シティ、Sakana AIに初の戦略的投資を実施
2026年2月25日 (水)
- •シティグループが日本企業への初の戦略的投資として、スタートアップのSakana AIへの出資を決定した。
- •Sakana AIの専門的な研究開発力を活用し、グローバルな金融イノベーションの加速を目指す。
- •MUFGや大和証券、サンタンデール銀行に続く提携により、Sakana AIの国際的な拡大が加速している。
既存のモデルを統合して新たなモデルを自動生成する「進化適応型モデル構築(Evolutionary Model Discovery)」で注目を集める東京のスタートアップ、Sakana AIがシティグループから戦略的投資を受けた。
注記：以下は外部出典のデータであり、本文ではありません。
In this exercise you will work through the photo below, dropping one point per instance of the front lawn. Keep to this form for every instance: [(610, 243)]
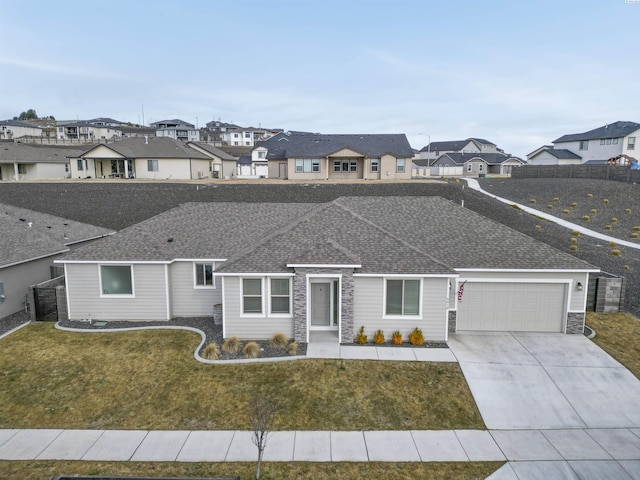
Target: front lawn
[(618, 334), (150, 380)]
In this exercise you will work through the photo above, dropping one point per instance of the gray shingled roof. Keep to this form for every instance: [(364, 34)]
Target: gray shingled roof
[(27, 234), (462, 158), (317, 145), (34, 153), (151, 147), (611, 130), (383, 234)]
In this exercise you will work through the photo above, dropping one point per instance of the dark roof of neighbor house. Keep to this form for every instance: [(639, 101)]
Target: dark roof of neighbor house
[(28, 235), (453, 145), (11, 152), (611, 130), (213, 149), (462, 158), (427, 235), (317, 145), (149, 147)]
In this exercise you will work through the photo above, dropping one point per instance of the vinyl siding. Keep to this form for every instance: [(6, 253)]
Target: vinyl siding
[(255, 327), (83, 291), (186, 300), (369, 309)]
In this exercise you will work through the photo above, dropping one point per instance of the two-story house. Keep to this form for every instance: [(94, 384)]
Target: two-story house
[(595, 146)]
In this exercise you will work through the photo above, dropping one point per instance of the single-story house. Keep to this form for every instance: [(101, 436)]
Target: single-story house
[(141, 157), (315, 156), (480, 163), (390, 263), (29, 161), (30, 242)]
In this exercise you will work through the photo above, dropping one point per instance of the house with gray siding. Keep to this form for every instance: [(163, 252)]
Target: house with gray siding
[(389, 263)]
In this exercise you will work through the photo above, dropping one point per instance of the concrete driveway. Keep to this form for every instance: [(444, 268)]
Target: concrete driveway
[(526, 381)]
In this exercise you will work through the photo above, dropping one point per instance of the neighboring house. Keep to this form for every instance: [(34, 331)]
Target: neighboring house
[(316, 156), (595, 146), (470, 145), (389, 263), (27, 161), (479, 163), (14, 129), (221, 164), (177, 129), (85, 132), (245, 137), (152, 158), (30, 242)]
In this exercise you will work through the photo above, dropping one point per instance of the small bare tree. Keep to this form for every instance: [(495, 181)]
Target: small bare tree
[(261, 410)]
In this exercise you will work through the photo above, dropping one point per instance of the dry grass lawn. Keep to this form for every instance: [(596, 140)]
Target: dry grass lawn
[(618, 334), (317, 471), (150, 380)]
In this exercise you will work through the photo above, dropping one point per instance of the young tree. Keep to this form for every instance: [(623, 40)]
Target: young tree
[(261, 409)]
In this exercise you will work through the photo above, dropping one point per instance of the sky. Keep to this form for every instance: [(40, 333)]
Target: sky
[(518, 73)]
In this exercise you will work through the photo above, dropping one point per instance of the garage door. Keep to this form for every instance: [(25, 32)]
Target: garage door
[(515, 307)]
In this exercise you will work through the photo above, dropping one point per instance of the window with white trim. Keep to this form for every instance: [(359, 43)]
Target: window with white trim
[(251, 295), (204, 275), (403, 297), (280, 296), (116, 280)]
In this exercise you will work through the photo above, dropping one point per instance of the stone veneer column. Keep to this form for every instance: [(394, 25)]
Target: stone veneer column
[(575, 322), (300, 302)]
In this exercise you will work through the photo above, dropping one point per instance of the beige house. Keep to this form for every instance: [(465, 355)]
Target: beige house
[(304, 156), (152, 158)]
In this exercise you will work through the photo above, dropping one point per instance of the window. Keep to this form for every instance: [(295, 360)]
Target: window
[(345, 166), (116, 280), (204, 274), (251, 295), (280, 295), (403, 297)]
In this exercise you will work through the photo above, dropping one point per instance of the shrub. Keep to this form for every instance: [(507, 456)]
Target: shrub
[(361, 338), (279, 340), (416, 337), (231, 345), (251, 350), (211, 352)]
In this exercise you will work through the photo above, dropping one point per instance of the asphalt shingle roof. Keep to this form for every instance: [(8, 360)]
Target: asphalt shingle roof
[(150, 147), (611, 130), (27, 234), (318, 145), (384, 234)]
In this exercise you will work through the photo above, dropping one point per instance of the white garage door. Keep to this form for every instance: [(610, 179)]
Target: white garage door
[(514, 307)]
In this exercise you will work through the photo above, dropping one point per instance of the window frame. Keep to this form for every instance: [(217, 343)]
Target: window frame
[(203, 265), (116, 295), (385, 307)]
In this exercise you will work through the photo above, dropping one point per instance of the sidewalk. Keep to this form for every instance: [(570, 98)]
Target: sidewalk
[(473, 184)]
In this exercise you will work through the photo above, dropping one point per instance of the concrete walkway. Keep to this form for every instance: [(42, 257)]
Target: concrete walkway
[(473, 184)]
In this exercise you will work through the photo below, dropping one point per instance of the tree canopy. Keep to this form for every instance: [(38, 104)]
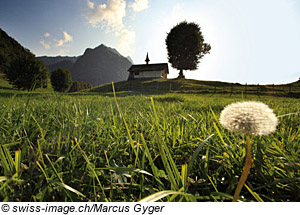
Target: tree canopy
[(186, 46), (21, 68), (61, 80)]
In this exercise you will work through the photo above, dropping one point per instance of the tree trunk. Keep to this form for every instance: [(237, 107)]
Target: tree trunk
[(180, 75)]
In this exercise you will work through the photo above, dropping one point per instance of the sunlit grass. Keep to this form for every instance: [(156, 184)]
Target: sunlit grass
[(91, 147)]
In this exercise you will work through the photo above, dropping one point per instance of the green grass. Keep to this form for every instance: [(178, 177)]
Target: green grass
[(92, 146)]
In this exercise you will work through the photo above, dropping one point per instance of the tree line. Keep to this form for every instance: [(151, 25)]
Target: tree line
[(24, 71)]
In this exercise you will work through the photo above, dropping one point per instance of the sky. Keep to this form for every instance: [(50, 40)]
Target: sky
[(252, 41)]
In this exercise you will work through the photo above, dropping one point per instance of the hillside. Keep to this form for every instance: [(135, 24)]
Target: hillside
[(196, 86), (101, 65), (62, 64), (9, 50), (54, 60)]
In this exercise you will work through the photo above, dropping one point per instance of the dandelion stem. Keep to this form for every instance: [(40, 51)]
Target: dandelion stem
[(245, 171)]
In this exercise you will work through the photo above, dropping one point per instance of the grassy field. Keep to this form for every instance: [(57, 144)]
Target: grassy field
[(93, 146)]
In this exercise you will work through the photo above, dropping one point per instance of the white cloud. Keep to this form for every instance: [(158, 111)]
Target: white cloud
[(108, 15), (46, 45), (68, 37), (60, 43), (139, 5), (126, 40)]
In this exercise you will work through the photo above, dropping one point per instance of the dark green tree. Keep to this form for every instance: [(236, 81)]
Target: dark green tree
[(27, 72), (77, 86), (61, 80), (185, 46)]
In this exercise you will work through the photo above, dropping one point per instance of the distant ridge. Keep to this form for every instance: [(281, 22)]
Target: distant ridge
[(101, 65)]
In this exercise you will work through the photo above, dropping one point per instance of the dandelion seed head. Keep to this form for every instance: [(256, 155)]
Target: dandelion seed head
[(249, 117)]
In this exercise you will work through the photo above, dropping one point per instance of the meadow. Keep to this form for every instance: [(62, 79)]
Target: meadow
[(101, 146)]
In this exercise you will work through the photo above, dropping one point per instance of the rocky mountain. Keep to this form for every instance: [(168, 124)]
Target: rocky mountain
[(101, 65)]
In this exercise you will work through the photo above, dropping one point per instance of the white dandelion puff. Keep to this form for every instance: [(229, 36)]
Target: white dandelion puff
[(250, 118)]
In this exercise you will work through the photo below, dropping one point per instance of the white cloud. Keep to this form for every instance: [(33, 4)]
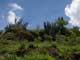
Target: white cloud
[(15, 7), (73, 12), (11, 15)]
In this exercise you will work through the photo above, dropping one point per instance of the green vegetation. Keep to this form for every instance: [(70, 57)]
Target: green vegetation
[(54, 41)]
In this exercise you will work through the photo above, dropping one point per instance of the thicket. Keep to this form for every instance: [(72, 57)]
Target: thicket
[(54, 41)]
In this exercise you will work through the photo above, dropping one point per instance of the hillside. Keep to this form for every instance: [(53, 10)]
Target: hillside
[(55, 41)]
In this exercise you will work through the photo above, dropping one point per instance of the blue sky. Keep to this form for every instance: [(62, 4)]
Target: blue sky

これはシティによる日本企業への初の戦略的投資であり、急速に発展する日本のAIエコシステムとSakana AIの高度な研究能力に対する大きな期待の表れといえる。
この提携の主な目的は、Sakana AIの技術スタックを世界の金融セクターに統合することにある。高度な研究と実務への応用を橋渡しする同社の能力を活かし、シティはデジタルトランスフォーメーションと業務効率の向上を加速させる方針だ。実際にSakana AIは2025年、三菱UFJフィナンシャル・グループ(MUFG)や大和証券グループなどの大手金融機関と連携し、金融の特定領域に向けたカスタムモデルの構築において実績を上げている。
今回の投資は、Sakana AIの急速な国際展開を象徴する出来事でもある。スペインのサンタンデール銀行が参加したシリーズBラウンドに続き、シティが加わったことで、同社は強力なグローバルネットワークを手に入れた。同社の共同創業者兼CEOであるデビッド・ハ(David Ha)氏は、今回の支援によって最先端のAI技術を専門的な金融ドメインに適用し、自動化が進む市場や銀行業務のあり方を変革できると強調している。